These legislative changes are a significant concern to companies that do business directly with the government, that report to or make certifications to the government, or that receive government contracts or grants. The Department of Justice has been recovering record amounts for health care fraud, and it is estimated that there may be as many as 1,000 FCA actions currently under seal and being investigated by the government.
The FCA identifies seven potential acts or omissions as violations. Four of the seven are: knowingly submitting a false or fraudulent claim for payment to the federal government; making a false statement in order to have a claim paid; conspiring to defraud in order to have a claim paid; and making a false record or statement to conceal an obligation to pay money to the federal government. The most common violation of the FCA is the knowing submission of a false or fraudulent claim. Probably the most underappreciated violation is the making of a false record or statement to conceal an obligation to pay money to the federal government.
FCA violations can result in severe punishment. First, any actual damages suffered by the government will be trebled. (Actual damages are not necessary to establish an FCA violation. A violation can occur if the false claim was never paid by the government).
An FCA violation is grounds for suspension or debarment from doing business with the federal government, and if the conduct or omission violates a comparable state false claims act, could result in exclusion from state contracting opportunities.
FCA claims are brought in one of two ways. The federal government, through the Justice Department, can file a civil action against a contractor in a federal court. The government may also pursue an FCA claim against the contractor in the court of federal claims by way of a counterclaim in an action originally initiated by the contractor.
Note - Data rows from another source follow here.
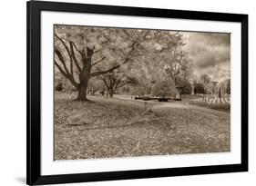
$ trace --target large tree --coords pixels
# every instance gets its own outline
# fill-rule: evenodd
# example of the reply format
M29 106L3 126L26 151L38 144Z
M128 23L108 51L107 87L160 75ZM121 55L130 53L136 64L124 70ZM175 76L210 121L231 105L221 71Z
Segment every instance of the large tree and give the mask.
M87 101L90 78L132 61L148 34L147 30L55 25L54 63L77 89L77 100ZM109 66L109 62L114 65Z
M98 78L102 80L107 87L110 98L113 97L113 94L118 89L124 87L127 84L135 83L134 78L128 76L126 72L120 70L120 68L99 75Z

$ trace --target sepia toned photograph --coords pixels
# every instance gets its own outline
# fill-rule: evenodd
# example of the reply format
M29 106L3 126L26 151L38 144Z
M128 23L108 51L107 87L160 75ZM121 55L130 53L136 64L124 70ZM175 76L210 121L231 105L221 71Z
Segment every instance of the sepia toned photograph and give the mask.
M230 34L54 25L54 160L230 152Z

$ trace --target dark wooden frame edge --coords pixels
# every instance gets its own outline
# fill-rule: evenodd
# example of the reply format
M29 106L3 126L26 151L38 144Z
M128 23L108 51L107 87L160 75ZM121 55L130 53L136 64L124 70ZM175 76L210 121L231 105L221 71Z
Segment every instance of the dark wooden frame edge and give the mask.
M42 185L167 176L238 172L248 171L248 15L168 10L113 5L95 5L56 2L30 1L26 4L26 183ZM40 150L40 13L59 11L95 13L149 17L199 19L238 22L241 24L241 163L214 166L152 169L139 171L41 175Z

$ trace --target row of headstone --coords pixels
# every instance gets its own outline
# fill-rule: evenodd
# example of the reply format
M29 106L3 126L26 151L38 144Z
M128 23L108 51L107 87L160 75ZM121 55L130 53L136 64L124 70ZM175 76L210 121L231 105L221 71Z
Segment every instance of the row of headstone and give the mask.
M208 103L208 104L220 104L220 103L230 103L230 98L209 98L205 97L197 101L198 103Z

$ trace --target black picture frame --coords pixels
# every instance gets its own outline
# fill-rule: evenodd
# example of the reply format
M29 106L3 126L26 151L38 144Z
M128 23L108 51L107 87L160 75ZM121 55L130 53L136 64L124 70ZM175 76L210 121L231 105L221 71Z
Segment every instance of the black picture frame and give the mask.
M28 185L83 182L168 177L195 174L237 172L248 171L248 15L238 14L210 13L95 5L85 4L30 1L26 4L27 38L27 149L26 183ZM89 13L101 15L137 15L190 20L236 22L241 24L241 163L214 166L152 169L139 171L74 173L65 175L41 175L41 73L40 73L40 13L41 11Z

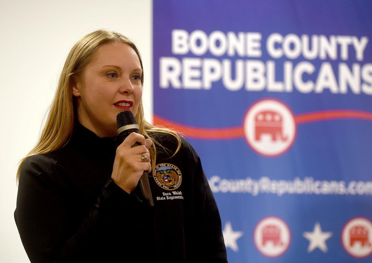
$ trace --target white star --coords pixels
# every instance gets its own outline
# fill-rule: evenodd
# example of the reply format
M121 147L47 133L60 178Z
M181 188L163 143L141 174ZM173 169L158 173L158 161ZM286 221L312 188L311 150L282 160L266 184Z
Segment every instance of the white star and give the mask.
M314 225L312 232L304 232L302 236L310 243L307 248L307 252L310 253L317 247L324 253L328 250L326 241L332 236L332 232L322 232L320 224L317 222Z
M236 243L236 241L243 235L241 231L233 231L231 227L231 223L229 221L225 224L225 228L222 231L225 240L225 246L226 248L230 247L234 251L239 251L239 247Z

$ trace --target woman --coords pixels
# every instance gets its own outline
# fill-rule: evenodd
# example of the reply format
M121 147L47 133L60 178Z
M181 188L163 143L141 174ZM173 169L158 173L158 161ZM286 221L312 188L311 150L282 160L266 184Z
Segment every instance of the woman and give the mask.
M227 262L197 154L144 119L142 70L135 46L115 32L93 32L71 49L40 139L18 170L15 218L32 262ZM140 134L119 144L122 110ZM144 171L152 172L153 207L137 186Z

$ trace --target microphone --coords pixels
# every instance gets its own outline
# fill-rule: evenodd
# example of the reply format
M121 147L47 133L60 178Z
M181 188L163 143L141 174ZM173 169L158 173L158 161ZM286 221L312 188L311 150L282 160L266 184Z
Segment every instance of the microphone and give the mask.
M118 126L118 132L123 141L132 132L138 133L140 127L137 124L136 118L132 112L125 110L119 113L116 115L116 124ZM138 145L136 143L134 144ZM145 198L149 202L151 206L154 206L153 196L151 194L151 189L148 182L147 173L144 172L140 180L140 186L141 192Z

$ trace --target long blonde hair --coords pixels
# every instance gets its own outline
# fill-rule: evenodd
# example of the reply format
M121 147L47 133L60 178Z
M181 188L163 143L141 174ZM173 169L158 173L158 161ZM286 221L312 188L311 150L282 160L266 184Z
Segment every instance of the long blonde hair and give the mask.
M138 49L133 42L121 34L113 31L99 29L88 34L79 40L71 49L66 59L40 138L33 148L20 162L17 172L17 182L22 165L28 158L36 154L50 153L63 147L68 142L72 133L75 115L77 112L71 86L74 81L73 76L78 76L81 71L89 62L92 55L99 46L103 44L114 42L127 44L133 49L138 55L143 72L142 60ZM141 77L142 85L143 76L142 73ZM155 138L150 137L149 133L165 133L174 136L178 143L174 154L181 147L181 139L174 132L150 124L144 119L144 115L141 102L135 118L140 126L140 133L145 138L151 139L154 142L150 150L153 169L156 159L156 147L161 147L161 145Z

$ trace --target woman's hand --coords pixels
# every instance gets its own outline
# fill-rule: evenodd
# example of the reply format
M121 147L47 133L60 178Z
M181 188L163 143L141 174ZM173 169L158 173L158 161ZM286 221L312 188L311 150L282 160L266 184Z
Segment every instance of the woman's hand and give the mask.
M134 144L140 145L132 147ZM144 171L151 171L148 149L153 142L141 134L132 132L116 148L111 177L114 182L128 193L137 186ZM141 154L146 157L142 161Z

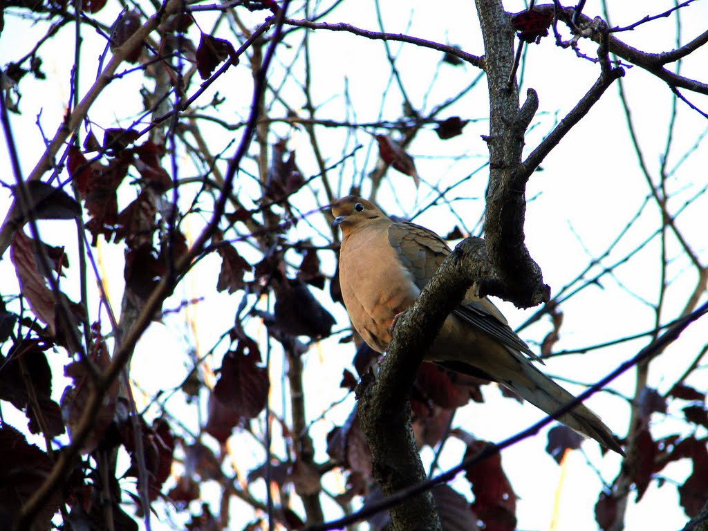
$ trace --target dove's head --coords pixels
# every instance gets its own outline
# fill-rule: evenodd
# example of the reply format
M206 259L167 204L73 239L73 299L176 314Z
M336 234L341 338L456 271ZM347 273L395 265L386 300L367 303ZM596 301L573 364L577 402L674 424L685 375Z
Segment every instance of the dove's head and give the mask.
M377 219L387 219L374 203L356 195L347 195L332 203L332 225L338 225L343 234Z

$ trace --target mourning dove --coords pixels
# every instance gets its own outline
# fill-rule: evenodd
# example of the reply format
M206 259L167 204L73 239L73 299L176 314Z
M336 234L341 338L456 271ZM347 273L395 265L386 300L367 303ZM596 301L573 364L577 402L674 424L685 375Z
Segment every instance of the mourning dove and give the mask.
M413 304L450 247L428 229L394 222L354 195L333 202L332 215L333 225L342 230L339 282L344 304L364 341L384 352L394 318ZM526 356L537 359L496 307L470 290L445 320L426 360L497 382L548 413L574 399ZM584 405L559 420L624 455L610 428Z

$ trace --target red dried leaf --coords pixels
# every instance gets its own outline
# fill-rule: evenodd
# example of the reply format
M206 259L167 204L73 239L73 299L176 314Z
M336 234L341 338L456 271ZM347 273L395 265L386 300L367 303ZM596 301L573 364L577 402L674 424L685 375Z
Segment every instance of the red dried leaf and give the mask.
M219 244L217 251L222 257L222 268L217 280L217 291L228 290L229 293L233 293L243 290L246 286L244 275L246 271L253 270L253 267L239 254L234 246L224 243L220 232L215 233L212 237L212 243Z
M280 333L312 338L329 336L334 317L312 296L304 282L288 279L275 286L275 325Z
M263 463L249 472L246 481L250 484L256 479L265 480L268 478L270 481L275 481L278 486L282 487L288 480L290 469L289 463L273 459L270 460L270 469L268 469L266 463Z
M22 433L6 423L0 425L0 455L4 463L0 467L0 500L4 523L9 528L24 503L42 486L52 463L47 454L28 444ZM57 491L40 508L31 529L52 527L51 520L59 509L59 498Z
M118 215L115 241L125 239L126 244L131 249L152 243L157 229L156 214L154 195L142 190L135 200Z
M359 423L356 408L342 426L327 435L327 453L337 463L368 479L371 477L371 450Z
M219 381L214 388L222 404L246 418L258 416L268 400L268 370L260 363L261 354L256 343L239 340L236 350L224 356Z
M199 496L199 484L188 476L179 478L177 484L167 493L167 498L181 509L190 502L198 500Z
M708 498L708 450L705 442L692 443L691 459L693 472L678 488L678 493L684 512L693 518L700 513Z
M636 486L636 501L639 502L651 481L658 450L648 428L644 428L637 433L635 445L636 459L633 462L632 467L627 471L627 473Z
M108 349L101 337L101 330L97 324L91 326L91 331L93 336L93 349L90 353L89 357L96 364L96 368L101 371L105 369L110 363ZM67 423L69 434L71 435L81 421L84 410L93 393L91 384L92 378L81 361L72 362L67 365L64 367L64 374L74 380L74 385L67 386L64 390L61 400L62 416ZM118 389L118 380L114 381L108 388L101 401L98 413L94 418L93 430L84 441L81 447L84 453L88 453L96 449L105 429L113 421Z
M307 249L297 271L297 278L310 285L324 289L324 275L319 270L319 258L316 249Z
M287 158L285 154L287 153ZM304 178L295 164L295 152L287 152L286 141L280 139L273 145L270 168L266 183L266 197L281 201L297 191Z
M578 450L583 440L583 436L570 428L563 426L554 426L548 430L546 452L560 464L566 451Z
M421 178L416 171L416 163L401 146L384 135L375 135L379 143L379 156L387 164L390 164L401 173L413 177L417 188L421 185Z
M652 413L666 413L666 400L656 389L644 387L639 392L639 414L646 426L649 426Z
M32 240L23 231L17 231L10 244L10 260L20 282L20 290L34 314L47 325L50 333L57 333L57 306L54 293L40 273L35 261Z
M595 520L603 531L613 527L617 516L617 501L612 493L601 492L595 504Z
M81 215L81 207L69 194L60 188L55 188L50 184L41 181L30 181L24 184L29 200L29 210L36 219L74 219ZM12 194L15 196L13 212L17 210L16 216L13 215L17 223L26 221L21 213L21 200L18 198L19 190L17 186L11 186Z
M706 394L696 390L690 385L685 384L676 384L668 393L670 396L680 399L681 400L704 401Z
M134 129L107 129L103 132L103 149L114 156L140 137Z
M435 132L440 140L447 140L462 134L462 127L467 125L467 120L462 120L459 116L451 116L438 124Z
M226 442L241 421L241 416L222 404L214 393L209 394L207 411L207 425L204 430L220 443Z
M688 406L683 409L686 420L697 426L708 428L708 410L704 406Z
M118 16L118 20L113 23L110 29L110 51L113 52L118 47L122 46L140 28L142 25L140 12L137 9L122 13ZM141 43L125 56L125 60L135 64L140 58L142 51L142 44Z
M139 417L142 435L142 450L145 468L147 472L147 498L152 501L160 494L160 489L169 477L172 468L172 455L175 448L175 438L169 425L163 418L156 418L152 426L148 426L142 417ZM136 456L135 433L133 419L128 417L122 423L121 433L123 445L130 455L130 467L125 472L126 476L139 477L139 467ZM142 492L140 481L137 483L138 493ZM139 502L138 502L139 503Z
M289 479L292 481L298 496L311 496L319 492L321 475L316 464L297 459L292 465Z
M163 193L172 188L172 179L167 171L160 164L160 159L165 154L165 147L147 140L133 151L137 159L133 165L140 172L143 181L152 186L158 193Z
M450 371L433 363L421 364L414 389L425 399L449 409L469 401L469 388L452 382Z
M530 9L515 15L511 23L519 33L518 38L527 42L536 42L548 35L548 28L553 22L553 11Z
M487 444L483 440L469 442L464 459L479 453ZM496 453L467 467L465 476L472 484L472 510L484 523L484 529L513 531L516 527L516 494L502 469L501 456Z
M457 225L452 229L450 232L447 233L445 239L446 240L459 240L464 237L464 234L462 234L462 231Z
M445 531L477 531L477 516L464 496L450 485L438 485L430 490Z
M199 478L202 481L218 479L223 476L221 463L208 447L201 442L190 445L184 449L185 474Z
M123 277L125 287L140 299L149 298L155 287L165 274L165 266L149 244L129 248L125 254Z
M82 5L84 11L94 13L103 9L105 2L106 0L86 0Z
M415 411L414 404L415 402L411 400L411 406ZM413 433L418 447L428 445L434 448L442 440L450 428L452 411L434 406L428 410L427 414L416 415L413 419Z
M340 382L339 387L342 389L348 389L350 391L353 391L358 383L356 377L349 370L345 369L342 373L342 381Z
M206 79L219 63L231 57L236 61L236 50L228 40L217 39L202 33L197 48L197 70L202 79Z
M69 147L67 159L69 175L74 179L81 196L86 198L91 183L93 165L89 165L81 149L73 144Z

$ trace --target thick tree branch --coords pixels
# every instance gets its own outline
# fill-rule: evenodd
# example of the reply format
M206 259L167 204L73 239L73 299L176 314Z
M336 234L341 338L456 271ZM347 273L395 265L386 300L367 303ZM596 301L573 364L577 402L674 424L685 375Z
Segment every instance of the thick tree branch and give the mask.
M484 39L485 70L489 87L490 175L484 229L487 251L498 282L488 283L487 292L519 307L547 301L550 289L541 268L524 244L525 189L515 178L521 163L524 133L537 107L535 93L519 110L515 80L509 84L514 63L515 30L508 13L496 0L476 0Z

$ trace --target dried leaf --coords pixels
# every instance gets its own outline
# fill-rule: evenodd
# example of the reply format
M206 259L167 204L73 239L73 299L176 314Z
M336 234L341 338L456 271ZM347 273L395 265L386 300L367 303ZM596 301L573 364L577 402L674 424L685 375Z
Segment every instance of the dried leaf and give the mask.
M329 336L334 317L312 296L304 282L293 279L275 285L275 324L280 331L313 338Z
M197 48L197 69L202 79L206 79L219 63L228 57L236 62L236 50L228 40L202 33Z
M260 364L261 354L255 342L239 340L236 350L224 356L214 388L217 398L224 405L246 418L258 416L268 400L268 370Z
M527 42L538 42L542 37L548 35L548 28L553 22L553 11L547 9L542 11L527 9L515 15L511 23L519 31L517 34L521 40Z
M0 455L4 465L0 467L0 514L4 523L9 524L19 514L20 509L44 483L52 469L49 457L14 428L0 425ZM52 518L59 509L60 491L57 491L39 508L30 531L50 529Z
M617 517L617 501L612 493L600 493L595 504L595 520L603 531L612 528Z
M137 9L124 11L120 13L110 28L110 51L122 46L142 25L140 21L140 12ZM136 46L135 49L125 56L125 60L135 64L140 58L142 51L142 44Z
M483 440L468 442L464 459L475 455L490 443ZM516 494L501 467L501 456L494 454L465 469L472 484L474 503L472 510L478 520L490 531L513 531L516 528Z
M676 384L668 393L670 396L680 399L681 400L704 401L706 394L697 391L690 385L685 384Z
M241 416L222 404L214 393L209 394L207 411L207 425L204 430L223 444L231 437L234 428L239 425Z
M416 171L416 163L401 146L384 135L375 135L379 143L379 156L387 164L390 164L401 173L413 177L417 188L421 185L421 178Z
M462 120L459 116L450 116L438 124L435 132L441 140L454 138L462 134L462 127L467 125L467 121Z

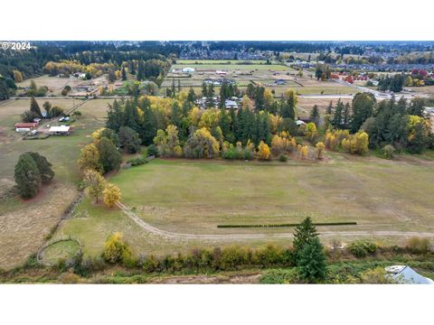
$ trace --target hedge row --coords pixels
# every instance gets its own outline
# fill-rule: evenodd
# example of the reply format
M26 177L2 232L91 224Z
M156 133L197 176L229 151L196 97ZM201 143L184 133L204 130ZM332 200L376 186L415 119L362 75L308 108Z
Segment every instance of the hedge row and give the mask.
M355 226L357 222L348 221L348 222L318 222L314 223L314 226ZM264 225L217 225L217 228L288 228L288 227L297 227L299 224L264 224Z

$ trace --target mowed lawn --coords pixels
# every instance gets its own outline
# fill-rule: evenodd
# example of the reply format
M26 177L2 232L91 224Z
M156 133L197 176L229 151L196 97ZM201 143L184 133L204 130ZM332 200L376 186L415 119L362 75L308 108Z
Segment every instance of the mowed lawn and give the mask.
M38 100L40 106L42 103ZM64 109L72 100L51 100ZM75 100L75 103L80 102ZM104 125L102 107L107 100L90 100L79 109L82 116L72 124L69 136L44 140L21 140L14 131L19 115L28 109L28 100L15 100L0 106L3 140L0 141L0 268L23 263L44 242L44 236L57 224L77 194L80 175L77 166L80 150L91 142L90 134ZM7 122L7 123L6 123ZM7 195L14 185L14 171L21 153L37 152L52 164L55 177L35 199L29 201Z
M149 234L119 209L87 198L56 234L72 236L85 254L101 253L107 237L121 231L137 254L175 254L193 247L269 243L293 228L217 228L219 224L294 223L310 216L316 222L356 221L357 226L321 227L325 237L348 242L345 231L433 231L433 162L389 162L334 153L328 162L224 162L155 160L122 170L109 179L122 201L149 224L182 234L266 234L256 239L172 239ZM414 186L413 184L417 184ZM343 236L339 236L342 232ZM405 238L372 236L402 243Z
M362 228L434 228L433 165L373 161L156 161L111 181L145 220L175 232L215 233L222 223L298 222L307 215Z

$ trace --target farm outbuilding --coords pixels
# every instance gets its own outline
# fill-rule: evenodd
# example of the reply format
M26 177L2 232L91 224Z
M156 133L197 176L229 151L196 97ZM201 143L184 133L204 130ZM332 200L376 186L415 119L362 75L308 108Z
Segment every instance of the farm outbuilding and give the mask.
M48 130L50 135L67 135L70 134L71 126L68 125L60 125L60 126L52 126Z
M15 128L16 132L28 132L35 128L37 125L38 125L37 122L15 123L14 127Z
M184 68L184 69L183 69L183 72L186 72L186 73L192 73L192 72L194 72L194 71L195 71L195 70L194 70L194 68L189 68L189 67L187 67L187 68Z
M226 108L238 108L238 104L234 100L226 99L224 101L224 106Z
M400 283L434 284L434 281L424 277L407 265L392 265L385 268L388 276Z

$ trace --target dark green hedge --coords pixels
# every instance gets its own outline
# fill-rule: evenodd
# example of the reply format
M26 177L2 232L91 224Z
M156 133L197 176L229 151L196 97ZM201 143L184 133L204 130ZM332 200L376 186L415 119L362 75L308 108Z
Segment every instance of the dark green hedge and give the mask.
M265 224L265 225L217 225L221 228L288 228L297 227L299 224ZM318 222L314 223L314 226L355 226L357 222Z

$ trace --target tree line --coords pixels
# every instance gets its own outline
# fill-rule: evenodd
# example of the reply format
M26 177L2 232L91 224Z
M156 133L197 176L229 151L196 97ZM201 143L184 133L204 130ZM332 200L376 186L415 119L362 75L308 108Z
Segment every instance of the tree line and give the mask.
M434 146L430 122L423 116L427 100L415 98L408 101L392 98L377 102L373 95L359 93L351 105L338 100L335 107L330 102L325 116L326 129L360 130L369 135L371 148L392 145L420 153Z

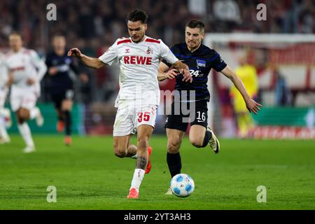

The FCA includes “whistleblower” provisions that permit private parties with knowledge of an alleged FCA violation to file a complaint against a contractor on behalf of the federal government. The whistle-blower is formally referred to as a qui tam relator, and the FCA provides powerful incentives for relators to come forward with information about potential FCA violations – the FCA provides a bounty to the relator, meaning the relator is entitled to a significant percentage of any recovery from the contractor, including the treble damages.
In light of today’s FCA risks, businesses should be proactive. Vulnerabilities need to be identified and systems put in place to better manage government reporting and facilitate employee communication. The effective management of FCA risk requires careful risk assessments, audits and internal controls and supervision to avoid false claims or certifications.
The elements of an FCA compliance program are not anything new to readers of this blog – the essential elements for a compliance program are the same. The substance of compliance, however, is a different focus – detection of potential false or inaccurate claims (expenses or costs) and possible inaccurate certifications. Unlike the FCPA which focuses on bribery and potential inaccurate books and records, the FCA is aimed at expenses and certifications made to the government or which affect government programs.